I sat back down on the bed with my head in my hands, the room black, nothing making sense.

Fraser handed me two strips of grey bedsheet.

I wrapped the strips around my right hand and pulled tight.

“They were lovers.”

“So?”

“I have to see him,” I said.

“You’re going to accuse him?”

“There are things I need to ask him. Things only he knows.”

Fraser picked up his jacket. “I’ll drive you.”

“You’ll be suspended.”

“I told you, I’m going to be suspended anyway.”

“Just give me the keys.”

“Why should I?”

“Because you’re all I’ve got.”

“Then you’re fucked.”

“Yeah. So let’s leave it at me.”

He looked like he was going to puke, but tossed me his keys.

“Thanks.”

“Don’t mention it.”

I went over to the sink and rinsed the old blood off my face.

“Did you see BJ?” I asked.

“No.”

“You didn’t go to the flat?”

“I went to the flat.”

“And?”

“And he’s either done a runner or been nicked. Fuck knows which.”

I heard dogs barking and men screaming.

“I should phone my mother,” I said.

Sergeant Eraser looked up. “What?”

I was standing at the door, his keys in my hand. “Which one is it?”

“The yellow Maxi,” he said.

I opened the door. “Bye then.”

“Bye.”

“Thanks,” I said, like I’d never see him ever again.

I closed the door to Room 27 and walked across the car park to his dirty yellow Maxi, parked between two Findus lorries.

I pulled out of the Redbeck and switched on the radio: the IRA had blown up Harrods, Mr Heath had missed a bomb by minutes, Aston Martin was going bust, Lucan had been spotted in Rhodesia, and there was a new Mastermind.

It was going up to eight as I parked beside the high walls of Trinity View.

I got out of the car and walked up to the gates.
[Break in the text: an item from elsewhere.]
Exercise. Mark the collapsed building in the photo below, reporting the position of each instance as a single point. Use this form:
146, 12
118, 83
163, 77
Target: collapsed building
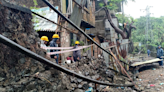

They were open, the white lights on the tree still on.

I looked up the drive, across the lawn.

“Fuck!” I shouted aloud, running up the drive.

Halfway up, a Rover had hit the back of a Jaguar.

I cut across the grass, slipping in the cold dew.

Mrs Foster, in a fur coat, was bent over something on the lawn by the front door.

She was screaming.

I made a grab for her, my arms around her.

She lashed out in every direction with every available limb as I tried to push her back, back towards the house, back from whatever was on the lawn.

And then I got a look at him, a good look:

Fat and white, trussed with a length of black flex that ran round his neck and bound his hands behind him, in a pair of soiled white underpants, his hair all gone, his scalp red raw.

“No, no, no,” Mrs Foster was screaming.

Her husband’s eyes were wide open.

Mrs Foster, the fur coat streaked black with rain, made another rush for the body.

I blocked her hard, still staring down at Donald Foster, at the white flabby legs running in mud, at the knees smeared in blood, at the triangular burns on his back, at the tender head.

“Get inside,” I shouted, holding her tight, pushing her back through the front door.

“No, cover him.”

“Mrs Foster, please…”

“Please cover him!” she cried, thrashing out of her coat.

We were inside the house at the foot of the staircase.

I pushed her down on to the bottom stair.

“Wait here.”

I took the fur coat and walked back outside.

I draped the damp coat over Donald Foster.

I went back inside.

Mrs Foster was still sat on the bottom step.